Avrupa Parlamentosu'nda tartışılan '2021 Türkiye Raporu' kabul edildi. Başta yargı bağımsızlığı, basın özgürlüğü ve muhalefete yönelik baskılar olmak üzere temel hak ve özgürlüklerin ele alındığı rapor, son yıllardaki tüm raporlar gibi Türkiye'ye yönelik sert eleştiriler içeriyor.
Bu çerçevede muhalefet partileri HDP ve CHP'ye yönelik baskılar, milletvekillerinin dokunulmazlığının kaldırılması, demokratik şekilde seçilen 150 belediye başkanının yerine kayyum atanması, İstanbul Sözleşmesi'nden çıkılması, AHİM ve Avrupa Konseyi kararlarına uyulmaması ayrıntılı olarak sıralandı.
Basına yönelik baskıların sıralandığı bölümde ise ülke içindeki muhalif basına yönelik baskıların yanı sıra RTÜK'ün Türkçe yayın yapan yabancı yayın BBC, Deutsche Welle, Euronews, Amerika'nın Sesi'den lisans istemesi ele alınırken, yandaş basının devlet tarafından özel olarak desteklendiğine işaret edildi ve Evrensel'e kamu ilanların verilmemesi “Türkiye basın tarihindeki rekor ceza” olarak nitelendirildi.
Azınlıklar ve Alevilerin inançlarını rahat bir şekilde yaşamadığı, Alevi kimliği ve cemevlerinin resmi olarak tanınmadığına yer verilen raporda, “Sivil toplum temsilcileri, avukatlar, gazeteciler, bilim insanları, sendikacılar, etnik azınlık temsilcileri ve çok sayıdaki vatandaş baskılardan ötürü rahat bir şekilde hareket edemiyor” denildi. LGBTİ'lere yönelik şiddet eylemleri ve saldırılara da raporda ayrıntılı olarak yer verildi.
Raporda partiler arasında bir uzlaşma sağlanmasa da seçim barajının yüzde 10'dan yüzde 7'ye düşürülmesine dikkat çekilirken, “Buna rağmen baraj halen çok yüksek. Seçim Yasası'nda yapılan değişikler ise endişe verici” denildi.
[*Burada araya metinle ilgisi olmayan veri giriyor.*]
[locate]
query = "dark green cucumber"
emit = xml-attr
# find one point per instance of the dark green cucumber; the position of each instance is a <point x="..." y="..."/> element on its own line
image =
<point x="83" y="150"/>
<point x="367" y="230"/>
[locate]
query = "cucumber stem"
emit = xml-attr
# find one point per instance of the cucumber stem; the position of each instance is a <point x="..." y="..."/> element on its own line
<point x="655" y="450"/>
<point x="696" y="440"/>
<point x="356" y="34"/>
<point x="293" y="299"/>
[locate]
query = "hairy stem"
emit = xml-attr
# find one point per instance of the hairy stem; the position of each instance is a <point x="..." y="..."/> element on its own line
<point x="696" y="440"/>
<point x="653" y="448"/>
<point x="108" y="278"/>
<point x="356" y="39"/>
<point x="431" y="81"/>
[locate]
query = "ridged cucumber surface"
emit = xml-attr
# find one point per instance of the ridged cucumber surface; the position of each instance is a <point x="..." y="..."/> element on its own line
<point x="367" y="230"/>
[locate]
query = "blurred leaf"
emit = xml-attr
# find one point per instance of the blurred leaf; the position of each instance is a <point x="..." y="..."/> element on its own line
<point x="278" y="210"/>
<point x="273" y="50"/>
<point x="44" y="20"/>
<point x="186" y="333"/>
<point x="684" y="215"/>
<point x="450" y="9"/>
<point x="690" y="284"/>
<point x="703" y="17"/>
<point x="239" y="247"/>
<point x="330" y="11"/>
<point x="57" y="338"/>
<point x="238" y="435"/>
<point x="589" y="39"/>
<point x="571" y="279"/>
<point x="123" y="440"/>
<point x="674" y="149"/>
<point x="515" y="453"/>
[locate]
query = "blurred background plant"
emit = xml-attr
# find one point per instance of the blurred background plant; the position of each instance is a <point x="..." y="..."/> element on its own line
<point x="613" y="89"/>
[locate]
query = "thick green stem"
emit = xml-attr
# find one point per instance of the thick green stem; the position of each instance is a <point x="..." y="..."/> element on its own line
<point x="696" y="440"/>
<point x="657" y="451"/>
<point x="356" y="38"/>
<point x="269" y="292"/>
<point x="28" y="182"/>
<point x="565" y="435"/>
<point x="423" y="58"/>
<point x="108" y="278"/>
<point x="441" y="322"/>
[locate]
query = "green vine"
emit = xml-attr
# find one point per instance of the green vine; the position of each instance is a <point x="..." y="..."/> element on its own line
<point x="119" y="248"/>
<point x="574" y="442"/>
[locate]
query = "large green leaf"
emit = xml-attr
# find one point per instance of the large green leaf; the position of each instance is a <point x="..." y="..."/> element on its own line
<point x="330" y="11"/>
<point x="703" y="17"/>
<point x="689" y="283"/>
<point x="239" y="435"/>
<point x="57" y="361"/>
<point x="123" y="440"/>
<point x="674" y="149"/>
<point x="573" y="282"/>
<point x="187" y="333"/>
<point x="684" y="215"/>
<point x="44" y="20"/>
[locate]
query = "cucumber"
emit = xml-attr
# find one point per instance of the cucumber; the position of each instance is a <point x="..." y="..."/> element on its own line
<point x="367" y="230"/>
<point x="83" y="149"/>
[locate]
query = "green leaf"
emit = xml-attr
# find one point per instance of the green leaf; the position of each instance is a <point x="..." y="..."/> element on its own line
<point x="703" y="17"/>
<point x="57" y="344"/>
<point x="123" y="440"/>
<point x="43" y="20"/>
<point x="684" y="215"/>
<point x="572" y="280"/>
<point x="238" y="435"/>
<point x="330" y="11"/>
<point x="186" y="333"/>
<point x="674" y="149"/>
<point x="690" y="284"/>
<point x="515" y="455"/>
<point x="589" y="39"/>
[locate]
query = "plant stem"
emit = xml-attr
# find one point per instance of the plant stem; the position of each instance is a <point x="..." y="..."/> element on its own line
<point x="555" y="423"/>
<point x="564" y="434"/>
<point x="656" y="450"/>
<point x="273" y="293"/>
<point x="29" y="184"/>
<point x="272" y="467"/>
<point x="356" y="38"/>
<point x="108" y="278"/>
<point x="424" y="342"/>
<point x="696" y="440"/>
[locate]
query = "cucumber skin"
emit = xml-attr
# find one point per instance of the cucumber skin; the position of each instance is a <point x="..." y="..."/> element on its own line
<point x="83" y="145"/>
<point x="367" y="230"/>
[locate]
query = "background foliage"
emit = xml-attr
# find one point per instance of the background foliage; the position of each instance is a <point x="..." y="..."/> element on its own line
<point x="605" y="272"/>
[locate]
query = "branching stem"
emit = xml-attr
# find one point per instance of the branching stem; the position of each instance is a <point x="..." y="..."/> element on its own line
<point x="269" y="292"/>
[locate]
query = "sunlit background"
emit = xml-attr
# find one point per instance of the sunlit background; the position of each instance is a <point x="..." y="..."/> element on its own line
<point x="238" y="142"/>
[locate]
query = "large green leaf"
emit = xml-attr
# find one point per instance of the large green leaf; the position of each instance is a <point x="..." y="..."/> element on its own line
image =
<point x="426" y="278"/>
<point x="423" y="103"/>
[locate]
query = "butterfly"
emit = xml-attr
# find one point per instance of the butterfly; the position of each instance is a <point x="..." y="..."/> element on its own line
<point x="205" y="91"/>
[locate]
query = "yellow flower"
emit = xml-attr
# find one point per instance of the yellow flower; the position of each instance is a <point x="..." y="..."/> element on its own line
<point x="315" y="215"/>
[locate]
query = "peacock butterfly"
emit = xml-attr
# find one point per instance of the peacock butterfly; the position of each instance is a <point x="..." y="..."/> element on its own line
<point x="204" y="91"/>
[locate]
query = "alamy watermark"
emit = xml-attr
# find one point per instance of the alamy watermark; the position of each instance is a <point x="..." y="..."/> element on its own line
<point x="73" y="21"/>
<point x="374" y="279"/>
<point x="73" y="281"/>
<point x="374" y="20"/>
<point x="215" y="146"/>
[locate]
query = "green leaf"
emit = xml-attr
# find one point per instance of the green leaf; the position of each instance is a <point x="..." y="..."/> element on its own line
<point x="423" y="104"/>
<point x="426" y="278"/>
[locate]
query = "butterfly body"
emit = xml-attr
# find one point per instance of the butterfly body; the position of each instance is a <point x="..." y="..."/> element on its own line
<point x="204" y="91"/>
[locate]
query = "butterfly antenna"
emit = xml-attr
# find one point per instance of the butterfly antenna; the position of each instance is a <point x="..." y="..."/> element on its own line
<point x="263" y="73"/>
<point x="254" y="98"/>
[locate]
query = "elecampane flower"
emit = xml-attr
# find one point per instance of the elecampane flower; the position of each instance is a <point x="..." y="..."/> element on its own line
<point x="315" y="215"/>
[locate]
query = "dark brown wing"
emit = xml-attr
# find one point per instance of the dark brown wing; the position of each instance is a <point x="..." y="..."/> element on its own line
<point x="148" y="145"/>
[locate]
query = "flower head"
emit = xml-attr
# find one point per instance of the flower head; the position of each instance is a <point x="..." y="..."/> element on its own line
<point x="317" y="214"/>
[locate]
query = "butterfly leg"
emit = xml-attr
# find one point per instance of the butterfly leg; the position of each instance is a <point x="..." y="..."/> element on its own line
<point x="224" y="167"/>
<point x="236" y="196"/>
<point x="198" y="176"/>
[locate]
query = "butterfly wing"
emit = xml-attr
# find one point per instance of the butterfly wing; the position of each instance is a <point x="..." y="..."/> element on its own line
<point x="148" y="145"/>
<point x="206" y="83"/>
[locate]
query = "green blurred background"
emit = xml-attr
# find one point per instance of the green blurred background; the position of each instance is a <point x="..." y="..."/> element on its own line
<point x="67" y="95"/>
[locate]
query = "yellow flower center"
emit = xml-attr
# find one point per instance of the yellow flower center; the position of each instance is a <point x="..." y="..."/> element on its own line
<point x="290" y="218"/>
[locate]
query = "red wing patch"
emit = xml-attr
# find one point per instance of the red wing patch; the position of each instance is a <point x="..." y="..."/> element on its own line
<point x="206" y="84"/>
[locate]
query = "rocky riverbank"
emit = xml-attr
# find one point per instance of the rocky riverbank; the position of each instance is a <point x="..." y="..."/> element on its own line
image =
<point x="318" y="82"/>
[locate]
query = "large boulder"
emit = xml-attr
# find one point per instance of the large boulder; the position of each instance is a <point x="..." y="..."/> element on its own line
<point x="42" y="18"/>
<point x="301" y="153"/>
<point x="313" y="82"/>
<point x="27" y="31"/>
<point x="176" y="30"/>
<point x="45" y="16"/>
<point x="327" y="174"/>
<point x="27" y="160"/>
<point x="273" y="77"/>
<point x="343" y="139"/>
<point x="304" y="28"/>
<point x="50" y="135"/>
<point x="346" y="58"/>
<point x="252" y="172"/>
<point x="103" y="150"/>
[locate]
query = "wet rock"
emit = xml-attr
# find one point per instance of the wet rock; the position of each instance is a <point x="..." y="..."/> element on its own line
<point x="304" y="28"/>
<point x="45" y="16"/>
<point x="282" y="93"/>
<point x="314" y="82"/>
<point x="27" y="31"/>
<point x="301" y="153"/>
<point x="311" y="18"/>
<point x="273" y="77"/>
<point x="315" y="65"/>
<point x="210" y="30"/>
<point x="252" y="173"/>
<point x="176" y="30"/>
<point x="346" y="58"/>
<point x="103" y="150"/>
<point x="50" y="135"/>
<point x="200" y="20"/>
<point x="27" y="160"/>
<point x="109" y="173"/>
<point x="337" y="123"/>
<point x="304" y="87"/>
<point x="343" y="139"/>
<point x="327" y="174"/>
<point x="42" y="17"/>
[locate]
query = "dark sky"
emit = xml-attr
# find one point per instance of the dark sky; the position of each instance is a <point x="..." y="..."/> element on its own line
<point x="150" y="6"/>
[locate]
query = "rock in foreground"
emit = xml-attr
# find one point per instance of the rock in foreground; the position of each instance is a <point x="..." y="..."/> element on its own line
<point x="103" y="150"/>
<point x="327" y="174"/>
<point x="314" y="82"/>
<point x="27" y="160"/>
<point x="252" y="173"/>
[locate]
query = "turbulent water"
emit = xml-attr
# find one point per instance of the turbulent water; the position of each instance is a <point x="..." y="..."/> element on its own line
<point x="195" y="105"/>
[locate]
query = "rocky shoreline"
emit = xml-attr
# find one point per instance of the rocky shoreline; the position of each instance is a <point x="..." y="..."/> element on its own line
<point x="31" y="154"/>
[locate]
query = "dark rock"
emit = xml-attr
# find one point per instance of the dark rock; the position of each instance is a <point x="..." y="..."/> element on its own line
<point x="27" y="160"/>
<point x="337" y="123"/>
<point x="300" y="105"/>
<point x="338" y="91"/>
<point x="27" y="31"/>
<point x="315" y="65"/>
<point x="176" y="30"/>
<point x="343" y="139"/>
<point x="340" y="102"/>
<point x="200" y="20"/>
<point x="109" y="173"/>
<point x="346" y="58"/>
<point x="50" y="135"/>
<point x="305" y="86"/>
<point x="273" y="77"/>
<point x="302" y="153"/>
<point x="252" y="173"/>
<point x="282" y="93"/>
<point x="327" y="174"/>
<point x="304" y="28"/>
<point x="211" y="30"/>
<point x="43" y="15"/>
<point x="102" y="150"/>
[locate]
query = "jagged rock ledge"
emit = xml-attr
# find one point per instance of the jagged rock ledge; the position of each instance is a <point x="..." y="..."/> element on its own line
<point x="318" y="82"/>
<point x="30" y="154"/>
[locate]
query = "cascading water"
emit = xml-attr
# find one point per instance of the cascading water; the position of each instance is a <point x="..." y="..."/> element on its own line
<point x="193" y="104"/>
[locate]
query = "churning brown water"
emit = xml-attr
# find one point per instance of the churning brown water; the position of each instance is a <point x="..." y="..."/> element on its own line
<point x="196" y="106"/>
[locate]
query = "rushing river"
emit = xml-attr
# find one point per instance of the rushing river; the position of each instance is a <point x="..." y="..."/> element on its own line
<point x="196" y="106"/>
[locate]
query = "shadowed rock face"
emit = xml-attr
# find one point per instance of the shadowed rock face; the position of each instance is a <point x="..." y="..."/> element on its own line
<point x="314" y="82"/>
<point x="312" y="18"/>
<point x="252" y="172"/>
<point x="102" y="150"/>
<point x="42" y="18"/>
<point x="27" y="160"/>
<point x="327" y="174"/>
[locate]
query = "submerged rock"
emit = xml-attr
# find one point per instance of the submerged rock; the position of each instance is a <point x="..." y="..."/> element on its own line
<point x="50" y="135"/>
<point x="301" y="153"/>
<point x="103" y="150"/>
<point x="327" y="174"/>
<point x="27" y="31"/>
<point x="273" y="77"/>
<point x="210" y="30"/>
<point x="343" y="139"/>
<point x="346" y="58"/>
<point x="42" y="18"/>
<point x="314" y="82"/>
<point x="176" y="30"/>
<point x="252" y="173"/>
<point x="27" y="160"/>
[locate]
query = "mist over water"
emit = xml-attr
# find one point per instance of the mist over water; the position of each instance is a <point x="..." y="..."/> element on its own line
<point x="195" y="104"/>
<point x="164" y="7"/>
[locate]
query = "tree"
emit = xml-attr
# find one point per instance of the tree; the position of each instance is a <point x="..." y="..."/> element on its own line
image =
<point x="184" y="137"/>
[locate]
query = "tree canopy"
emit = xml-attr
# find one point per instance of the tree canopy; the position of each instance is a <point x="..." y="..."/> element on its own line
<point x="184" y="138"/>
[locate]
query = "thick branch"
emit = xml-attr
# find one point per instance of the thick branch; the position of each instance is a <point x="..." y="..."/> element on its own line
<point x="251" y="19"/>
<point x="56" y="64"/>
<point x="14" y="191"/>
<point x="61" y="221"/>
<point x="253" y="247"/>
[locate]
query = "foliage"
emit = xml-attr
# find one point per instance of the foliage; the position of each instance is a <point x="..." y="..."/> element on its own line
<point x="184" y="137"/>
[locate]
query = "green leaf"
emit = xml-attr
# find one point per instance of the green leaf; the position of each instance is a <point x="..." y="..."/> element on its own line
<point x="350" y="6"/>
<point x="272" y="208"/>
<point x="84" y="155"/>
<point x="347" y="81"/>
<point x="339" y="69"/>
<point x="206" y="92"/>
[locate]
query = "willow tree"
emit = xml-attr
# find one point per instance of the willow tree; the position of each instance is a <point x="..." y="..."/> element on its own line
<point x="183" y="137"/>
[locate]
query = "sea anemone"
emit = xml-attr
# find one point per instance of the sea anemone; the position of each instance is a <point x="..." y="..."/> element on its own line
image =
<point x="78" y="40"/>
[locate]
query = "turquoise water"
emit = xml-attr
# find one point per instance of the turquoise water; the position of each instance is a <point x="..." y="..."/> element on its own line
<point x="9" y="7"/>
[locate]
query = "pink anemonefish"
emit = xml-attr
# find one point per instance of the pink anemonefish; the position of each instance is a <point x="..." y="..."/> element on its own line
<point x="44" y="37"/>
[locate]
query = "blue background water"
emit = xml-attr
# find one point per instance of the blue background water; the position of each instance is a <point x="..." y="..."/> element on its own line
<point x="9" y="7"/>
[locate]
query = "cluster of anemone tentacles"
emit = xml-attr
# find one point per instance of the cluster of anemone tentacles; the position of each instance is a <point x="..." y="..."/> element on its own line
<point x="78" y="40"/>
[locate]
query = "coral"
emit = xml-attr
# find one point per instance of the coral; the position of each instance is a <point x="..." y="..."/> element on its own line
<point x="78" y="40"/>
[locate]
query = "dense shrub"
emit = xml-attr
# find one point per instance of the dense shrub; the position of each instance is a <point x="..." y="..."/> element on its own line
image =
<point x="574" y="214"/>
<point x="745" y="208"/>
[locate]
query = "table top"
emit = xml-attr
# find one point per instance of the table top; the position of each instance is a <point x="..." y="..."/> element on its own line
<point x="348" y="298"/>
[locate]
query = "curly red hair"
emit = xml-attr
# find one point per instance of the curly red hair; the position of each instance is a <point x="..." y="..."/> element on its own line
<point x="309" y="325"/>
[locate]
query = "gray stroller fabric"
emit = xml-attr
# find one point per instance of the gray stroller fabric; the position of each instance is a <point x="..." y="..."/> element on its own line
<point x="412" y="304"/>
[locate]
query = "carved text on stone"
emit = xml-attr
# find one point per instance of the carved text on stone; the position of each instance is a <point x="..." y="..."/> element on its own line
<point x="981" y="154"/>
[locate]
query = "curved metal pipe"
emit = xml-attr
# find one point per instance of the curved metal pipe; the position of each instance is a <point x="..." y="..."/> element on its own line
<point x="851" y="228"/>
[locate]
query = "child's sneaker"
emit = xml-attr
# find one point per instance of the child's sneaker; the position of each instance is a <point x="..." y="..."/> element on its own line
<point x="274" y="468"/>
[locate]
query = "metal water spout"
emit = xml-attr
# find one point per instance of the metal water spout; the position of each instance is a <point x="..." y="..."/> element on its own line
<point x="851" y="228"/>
Raporda ayrıca Türkiye'de sendikalar ve sendikal harekete yönelik baskılara da ayrıntılı bir şekilde yer verildi.
Raporun 21. sayfasında yurtdışında yaşayan birçok Türk vatandaşının Türkiye'ye kaçırılması sert bir şekilde eleştirilirken, hükümeti Türk diasporası üzerinde etkili olmak için Yurtdışı Türkleri ve Akraba Toplulukları Dairesi (YTB) ve Diyanet İşleri Türk İslam Birliği'ni (DİTİB) kullandığı ifade edilirken, MHP'ye yakınlığıyla bilinen Bozkurtçulardan “ırkçı” ve “aşırı sağcı” olarak söz edildi. Raporda açık olarak AB ülkelerine Bozkurtçuların yasaklanması için harekete geçmeleri çağrısı yapıldı. Yine, Türkiye'nin Afrika, Batı Balkanlar ve Ortadoğu ve Kuzey Afrika'da AB'ye karşı yarattığı dezenformasyonla mücadele edilmesi istendi.
Nacho Sanchez-Amor konuşmasında, HDP’nin kapatılması halinde Türkiye’nin AB’ye katılım sürecinin devam edeceğini düşünmediğini söyledi.
Türkiye'de demokratik standartlardaki gerilemenin kasıtlı şekilde yapıldığını ileri süren Amor, "Türkiye'de insanlar demokratik umutlarının bitmek bilmez bir otoriter sarmalda yok olup gittiğine tanık oluyor" ifadesini kullandı. Sosyal Demokrat Grup üyesi İspanyol parlamenter, mevcut durumun seçimler sonrası devamı halinde "Türkiye'nin üyelik sürecinin sonlanacağını düşündüğünü" söyledi.